Josh_Soref: I hope we can hide some of these use cases behind intents
... such as using a barcode
... if it is just being used for an id for project, any input should be useable
... I think many problems fall into this category

dsr: These tags contain more than just id

OliverD: also in many cases we would not want to make it easy to supply bad information
... in a shop you would only want real ids to be supplied

Josh_Soref: for the payment case I guess it is a sealed environment that allows only one intent
... if I am just walking around then other inputs should work

dsr: currently stores use physical stickers
... so this is still an improvement

richt: for the intents stuff is app triggering part of it?

darobin: for the APIs I've seen so far you need the app already running

dsr: yes, for NFC not having the app running is essential

gbillock: for the way web intents is now, it uses a new context and will load a service if it is not running
... browser initiated intents are interesting

darobin: for intents you would want something like register protocol handler for registering global NFC handlers

Josh_Soref: if I walk around in an area with NFC and Bluetooth people can spam me locally
... with nearby tags and with Bluetooth and SMS
... we need to be aware of it and maybe not make it instant

<richt> +1 to darobin's suggestion on using rPH...or simply HTTP URL registration on certain triggers.

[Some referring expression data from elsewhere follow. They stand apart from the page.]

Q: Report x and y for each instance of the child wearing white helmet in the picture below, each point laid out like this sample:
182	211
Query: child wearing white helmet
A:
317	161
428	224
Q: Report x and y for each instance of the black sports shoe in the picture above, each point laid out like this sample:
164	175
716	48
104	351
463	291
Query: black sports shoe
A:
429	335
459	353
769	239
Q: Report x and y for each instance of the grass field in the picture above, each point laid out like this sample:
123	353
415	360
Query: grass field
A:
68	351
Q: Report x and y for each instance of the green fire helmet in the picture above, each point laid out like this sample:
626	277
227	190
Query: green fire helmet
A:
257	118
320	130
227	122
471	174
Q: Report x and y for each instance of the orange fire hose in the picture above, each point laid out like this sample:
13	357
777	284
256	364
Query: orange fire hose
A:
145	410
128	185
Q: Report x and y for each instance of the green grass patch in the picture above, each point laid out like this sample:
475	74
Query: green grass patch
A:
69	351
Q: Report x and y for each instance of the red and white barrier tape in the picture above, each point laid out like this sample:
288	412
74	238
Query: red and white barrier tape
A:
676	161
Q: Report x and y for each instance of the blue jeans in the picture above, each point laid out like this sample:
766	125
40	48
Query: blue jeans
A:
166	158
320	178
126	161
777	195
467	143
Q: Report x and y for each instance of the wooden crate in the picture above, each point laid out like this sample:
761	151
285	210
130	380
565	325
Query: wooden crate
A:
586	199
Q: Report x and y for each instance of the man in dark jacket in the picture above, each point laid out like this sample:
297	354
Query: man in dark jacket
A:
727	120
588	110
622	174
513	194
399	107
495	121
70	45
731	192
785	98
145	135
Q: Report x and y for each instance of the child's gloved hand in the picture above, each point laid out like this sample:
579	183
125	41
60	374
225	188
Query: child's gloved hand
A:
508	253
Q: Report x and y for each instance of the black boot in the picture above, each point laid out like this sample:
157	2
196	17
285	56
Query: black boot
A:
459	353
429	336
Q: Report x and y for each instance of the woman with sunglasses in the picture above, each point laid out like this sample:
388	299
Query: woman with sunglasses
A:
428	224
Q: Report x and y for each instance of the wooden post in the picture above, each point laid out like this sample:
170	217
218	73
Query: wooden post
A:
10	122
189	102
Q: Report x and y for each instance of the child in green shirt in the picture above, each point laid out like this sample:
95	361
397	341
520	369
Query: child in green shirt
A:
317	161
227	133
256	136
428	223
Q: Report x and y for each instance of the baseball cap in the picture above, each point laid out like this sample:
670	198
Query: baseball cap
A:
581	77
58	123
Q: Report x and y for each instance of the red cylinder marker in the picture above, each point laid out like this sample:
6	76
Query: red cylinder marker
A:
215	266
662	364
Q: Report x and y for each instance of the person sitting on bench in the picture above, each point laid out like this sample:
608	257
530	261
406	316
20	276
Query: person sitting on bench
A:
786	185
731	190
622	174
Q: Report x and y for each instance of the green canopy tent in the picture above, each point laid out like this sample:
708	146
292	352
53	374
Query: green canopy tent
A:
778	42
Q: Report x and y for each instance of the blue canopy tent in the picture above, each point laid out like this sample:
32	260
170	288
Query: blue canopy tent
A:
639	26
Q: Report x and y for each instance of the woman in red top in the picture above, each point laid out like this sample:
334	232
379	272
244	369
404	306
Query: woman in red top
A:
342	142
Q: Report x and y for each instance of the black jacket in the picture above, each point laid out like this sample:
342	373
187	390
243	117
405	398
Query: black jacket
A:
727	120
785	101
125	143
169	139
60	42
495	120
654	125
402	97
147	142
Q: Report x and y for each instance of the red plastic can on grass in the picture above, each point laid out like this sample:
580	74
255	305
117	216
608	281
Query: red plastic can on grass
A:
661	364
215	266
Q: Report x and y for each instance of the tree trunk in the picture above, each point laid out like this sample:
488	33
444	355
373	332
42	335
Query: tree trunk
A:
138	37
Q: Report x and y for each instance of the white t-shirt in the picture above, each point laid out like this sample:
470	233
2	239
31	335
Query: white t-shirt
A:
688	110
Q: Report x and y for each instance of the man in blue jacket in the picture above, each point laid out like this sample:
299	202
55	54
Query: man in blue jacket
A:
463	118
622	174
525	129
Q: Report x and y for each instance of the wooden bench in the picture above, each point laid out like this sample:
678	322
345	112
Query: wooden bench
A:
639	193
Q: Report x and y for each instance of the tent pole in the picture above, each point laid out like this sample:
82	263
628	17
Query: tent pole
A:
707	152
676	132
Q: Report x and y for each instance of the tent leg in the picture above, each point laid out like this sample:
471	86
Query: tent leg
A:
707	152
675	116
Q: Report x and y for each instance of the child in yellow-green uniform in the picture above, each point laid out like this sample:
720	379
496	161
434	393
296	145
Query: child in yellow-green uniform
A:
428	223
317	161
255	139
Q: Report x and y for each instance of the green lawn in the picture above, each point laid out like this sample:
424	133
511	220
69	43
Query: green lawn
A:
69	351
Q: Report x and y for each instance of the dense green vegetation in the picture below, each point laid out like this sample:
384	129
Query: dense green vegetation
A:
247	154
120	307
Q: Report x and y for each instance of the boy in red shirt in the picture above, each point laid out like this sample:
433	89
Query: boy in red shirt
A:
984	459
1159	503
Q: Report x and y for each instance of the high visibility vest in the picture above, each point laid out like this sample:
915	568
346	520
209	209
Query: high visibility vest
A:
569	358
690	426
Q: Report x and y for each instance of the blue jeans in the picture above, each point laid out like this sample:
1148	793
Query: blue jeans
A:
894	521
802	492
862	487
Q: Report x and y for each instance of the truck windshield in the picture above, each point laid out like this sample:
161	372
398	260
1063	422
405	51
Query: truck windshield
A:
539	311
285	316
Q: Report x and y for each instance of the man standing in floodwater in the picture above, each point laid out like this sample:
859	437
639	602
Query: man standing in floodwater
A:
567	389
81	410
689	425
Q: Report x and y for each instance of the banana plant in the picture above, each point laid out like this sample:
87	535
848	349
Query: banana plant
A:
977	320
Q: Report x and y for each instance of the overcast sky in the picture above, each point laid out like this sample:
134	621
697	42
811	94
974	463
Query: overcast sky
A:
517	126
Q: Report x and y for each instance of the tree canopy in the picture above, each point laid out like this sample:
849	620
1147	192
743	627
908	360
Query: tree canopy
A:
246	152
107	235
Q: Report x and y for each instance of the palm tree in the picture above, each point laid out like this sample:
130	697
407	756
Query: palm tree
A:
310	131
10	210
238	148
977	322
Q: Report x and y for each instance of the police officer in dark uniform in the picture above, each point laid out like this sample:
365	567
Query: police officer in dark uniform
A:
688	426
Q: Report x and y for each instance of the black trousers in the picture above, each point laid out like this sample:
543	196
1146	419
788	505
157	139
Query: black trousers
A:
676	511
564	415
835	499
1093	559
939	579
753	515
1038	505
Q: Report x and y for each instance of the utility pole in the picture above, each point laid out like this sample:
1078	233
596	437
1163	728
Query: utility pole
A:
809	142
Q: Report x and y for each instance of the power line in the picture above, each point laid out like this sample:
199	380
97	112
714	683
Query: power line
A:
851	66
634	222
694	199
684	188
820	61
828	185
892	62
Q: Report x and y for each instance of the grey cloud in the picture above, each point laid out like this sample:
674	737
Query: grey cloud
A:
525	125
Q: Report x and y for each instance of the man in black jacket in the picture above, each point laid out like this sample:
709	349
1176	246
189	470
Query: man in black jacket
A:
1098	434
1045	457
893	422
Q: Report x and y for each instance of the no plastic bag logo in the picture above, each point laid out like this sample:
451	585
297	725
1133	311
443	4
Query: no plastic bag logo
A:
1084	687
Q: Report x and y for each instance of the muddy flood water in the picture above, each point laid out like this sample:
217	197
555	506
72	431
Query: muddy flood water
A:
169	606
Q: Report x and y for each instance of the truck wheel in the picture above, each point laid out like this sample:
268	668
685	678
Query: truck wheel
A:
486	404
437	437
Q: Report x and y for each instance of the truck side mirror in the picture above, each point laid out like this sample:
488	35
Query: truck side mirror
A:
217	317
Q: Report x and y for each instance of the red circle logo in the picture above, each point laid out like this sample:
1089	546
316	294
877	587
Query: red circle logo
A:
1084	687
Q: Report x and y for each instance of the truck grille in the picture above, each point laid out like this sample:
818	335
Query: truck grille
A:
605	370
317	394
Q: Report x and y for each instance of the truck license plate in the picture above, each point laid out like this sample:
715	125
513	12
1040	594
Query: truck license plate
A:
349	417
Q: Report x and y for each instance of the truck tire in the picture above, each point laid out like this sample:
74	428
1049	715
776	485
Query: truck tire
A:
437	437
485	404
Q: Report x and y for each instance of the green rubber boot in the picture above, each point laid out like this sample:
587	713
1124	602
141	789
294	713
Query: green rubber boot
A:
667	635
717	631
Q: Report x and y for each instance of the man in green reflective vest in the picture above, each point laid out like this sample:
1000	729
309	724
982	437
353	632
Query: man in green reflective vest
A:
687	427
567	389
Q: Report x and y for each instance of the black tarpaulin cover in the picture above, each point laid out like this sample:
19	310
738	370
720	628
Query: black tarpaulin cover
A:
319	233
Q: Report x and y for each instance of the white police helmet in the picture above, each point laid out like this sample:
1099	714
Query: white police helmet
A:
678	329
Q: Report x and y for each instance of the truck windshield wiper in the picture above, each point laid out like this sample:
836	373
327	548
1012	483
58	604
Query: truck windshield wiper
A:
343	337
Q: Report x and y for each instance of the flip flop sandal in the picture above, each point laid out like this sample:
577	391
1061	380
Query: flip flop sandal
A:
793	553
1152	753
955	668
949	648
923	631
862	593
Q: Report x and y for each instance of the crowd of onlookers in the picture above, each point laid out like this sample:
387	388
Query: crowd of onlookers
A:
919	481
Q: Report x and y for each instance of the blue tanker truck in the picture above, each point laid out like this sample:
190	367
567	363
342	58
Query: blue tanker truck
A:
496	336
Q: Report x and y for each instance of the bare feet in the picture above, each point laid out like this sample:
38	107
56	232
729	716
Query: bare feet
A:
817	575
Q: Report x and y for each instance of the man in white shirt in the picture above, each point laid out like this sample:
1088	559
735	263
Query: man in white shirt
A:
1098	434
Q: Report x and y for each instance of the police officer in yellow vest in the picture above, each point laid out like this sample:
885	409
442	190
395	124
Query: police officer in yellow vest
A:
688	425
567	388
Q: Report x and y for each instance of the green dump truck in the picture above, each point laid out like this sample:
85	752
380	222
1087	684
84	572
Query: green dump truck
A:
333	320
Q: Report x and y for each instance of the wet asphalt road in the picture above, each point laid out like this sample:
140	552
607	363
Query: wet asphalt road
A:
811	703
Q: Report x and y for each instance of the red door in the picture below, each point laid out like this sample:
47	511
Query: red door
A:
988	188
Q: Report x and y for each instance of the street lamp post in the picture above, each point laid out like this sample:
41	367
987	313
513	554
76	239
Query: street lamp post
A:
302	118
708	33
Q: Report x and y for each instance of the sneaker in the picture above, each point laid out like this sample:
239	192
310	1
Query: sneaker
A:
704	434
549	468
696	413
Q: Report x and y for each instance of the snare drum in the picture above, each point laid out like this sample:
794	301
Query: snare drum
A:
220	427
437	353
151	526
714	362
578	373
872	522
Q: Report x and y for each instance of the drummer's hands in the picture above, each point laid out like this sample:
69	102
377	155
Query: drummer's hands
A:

bryan: they would have to be very close for it to matter with NFC

<dsr> NFC range is typically within 3cm

bryan: if an app were to register to be woken for an event that's a user permission

<darobin> [I didn't suggest we would use rPH — simply that we need global registration. I'd hope the design is better than RPH :)]

richt: we use URLs to trigger apps, so we could just use those

dsr: a tag might have multiple fields so we need to mediate between the multiple ones that might be in range

darobin: Josh_Soref concern about interruption is more about UI design
... is not suitable for spec

<dsr> users may need some means to set their preferences for which intents take precedence

darobin: future steps? NFC is big, how much of it do we need?

dsr: a good question, and how much of it is good for dap?
... perhaps NFC and crypto can be left for other groups
... we can address a higher level API that fits well in our model
... this is a brainstorming session, I think we need more focused study

bryan: people in at&t doing this have asked for some usecases and what interest w3c has in this

richt: I think triggers is interesting
... reading the data from that trigger
... then maybe the write functionality could be split out?

OliverD: Sylvain has further expertise on this
... it would be a shame if the NFC payments were missed out

dsr: when it comes to payments, that could be out of scope

<richt> wrt writebacks, it's something we don't necessarily have a good UI story for yet.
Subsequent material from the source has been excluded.